On 26 April 2013 07:21, Ashwin Dixit <[email protected]> wrote:
> I have the rare privilege of getting the attention of someone who
> frames technology policy for India. I have been asked to prepare a
> document in 1000 ASCII characters or less, that makes the case for
> Linux. My contact is highly educated, yet not very technical.

So typical of India, that someone who "frames technology policy" is
considered "not very technical". :-)

Apart from that, your document has a bunch of issues, like:

- Usage of weasel words - "generally considered", "goes a long way towards".

- Blames the reader (the policy maker) - the whole "foreign mechanics"
reference.

- Easily beaten by counterarguments - "We have the shared source
programme - your students can also study, improve and share our
software freely".

- Structurally too, I find it haphazardly organized. I would suggest
you put it up on a public Wiki somewhere and let us all edit it.

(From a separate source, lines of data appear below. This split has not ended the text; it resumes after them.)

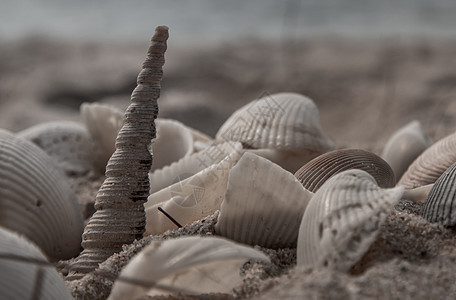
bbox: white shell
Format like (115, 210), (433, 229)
(149, 142), (239, 194)
(381, 120), (429, 181)
(17, 121), (94, 176)
(0, 130), (83, 259)
(0, 226), (73, 300)
(108, 236), (270, 299)
(216, 92), (334, 152)
(297, 169), (404, 271)
(215, 152), (313, 248)
(145, 143), (243, 235)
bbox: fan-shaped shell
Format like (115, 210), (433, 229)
(294, 149), (395, 192)
(398, 131), (456, 189)
(381, 120), (429, 181)
(420, 162), (456, 226)
(297, 169), (404, 271)
(0, 226), (73, 300)
(215, 152), (313, 248)
(108, 236), (270, 299)
(17, 120), (94, 175)
(0, 130), (83, 259)
(216, 92), (334, 152)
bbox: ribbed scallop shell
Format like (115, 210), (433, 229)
(0, 226), (73, 300)
(297, 169), (404, 271)
(294, 149), (395, 192)
(145, 143), (243, 235)
(399, 131), (456, 189)
(108, 236), (270, 299)
(216, 92), (334, 152)
(17, 121), (94, 176)
(215, 152), (313, 248)
(420, 162), (456, 226)
(0, 130), (83, 259)
(381, 120), (429, 181)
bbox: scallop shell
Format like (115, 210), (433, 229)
(17, 120), (94, 176)
(398, 131), (456, 189)
(216, 92), (334, 152)
(381, 120), (429, 181)
(297, 169), (404, 271)
(215, 152), (313, 248)
(0, 129), (83, 259)
(0, 226), (73, 300)
(69, 26), (169, 278)
(420, 162), (456, 226)
(108, 236), (270, 299)
(145, 143), (243, 235)
(294, 149), (396, 192)
(149, 141), (239, 194)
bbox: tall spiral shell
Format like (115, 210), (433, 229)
(398, 131), (456, 189)
(68, 26), (169, 279)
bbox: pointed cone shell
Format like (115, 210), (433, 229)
(215, 152), (314, 248)
(0, 130), (83, 259)
(0, 226), (73, 300)
(421, 162), (456, 226)
(297, 169), (404, 271)
(216, 92), (334, 152)
(108, 236), (270, 299)
(294, 149), (395, 193)
(381, 120), (429, 181)
(17, 121), (94, 176)
(399, 131), (456, 189)
(145, 143), (243, 235)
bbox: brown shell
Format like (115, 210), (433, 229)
(294, 149), (395, 192)
(398, 131), (456, 189)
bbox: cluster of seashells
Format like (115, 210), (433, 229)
(3, 26), (456, 299)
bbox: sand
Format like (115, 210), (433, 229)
(1, 36), (456, 299)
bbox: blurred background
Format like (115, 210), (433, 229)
(1, 0), (456, 151)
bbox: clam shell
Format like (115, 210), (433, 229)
(421, 162), (456, 226)
(17, 120), (94, 176)
(297, 169), (404, 271)
(381, 120), (429, 181)
(215, 152), (313, 248)
(108, 236), (270, 299)
(398, 131), (456, 189)
(145, 143), (243, 236)
(216, 92), (334, 152)
(294, 149), (396, 192)
(0, 130), (83, 259)
(248, 148), (321, 174)
(0, 226), (73, 300)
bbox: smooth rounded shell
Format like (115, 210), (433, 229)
(294, 149), (395, 192)
(0, 130), (83, 259)
(421, 162), (456, 226)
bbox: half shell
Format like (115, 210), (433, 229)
(381, 120), (429, 181)
(0, 226), (73, 300)
(294, 149), (395, 192)
(398, 131), (456, 189)
(297, 169), (404, 271)
(215, 152), (313, 248)
(0, 130), (83, 259)
(420, 162), (456, 226)
(108, 236), (270, 299)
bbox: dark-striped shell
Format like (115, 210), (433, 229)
(294, 149), (395, 192)
(420, 162), (456, 226)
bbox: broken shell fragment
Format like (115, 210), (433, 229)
(398, 131), (456, 189)
(381, 120), (429, 181)
(0, 129), (83, 259)
(215, 152), (313, 248)
(108, 236), (270, 300)
(421, 162), (456, 226)
(294, 149), (396, 193)
(297, 169), (404, 271)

Here is how it could be structured (a framework suggested by a
professor of mine, and one which I find is very effective):

Feature being recommended: "Open source in government and education"
Evidence that the feature is good: "The world uses it and contributes
to it, no vendor lock-in/dependency on American corporates"
Benefits of adopting the feature: "Reduces cost, less chance of
defacing/PR disasters (not strictly true!), helps us compete with the
world".

I don't have the time to do a full rewrite now, maybe over the
weekend. When do you have to submit this?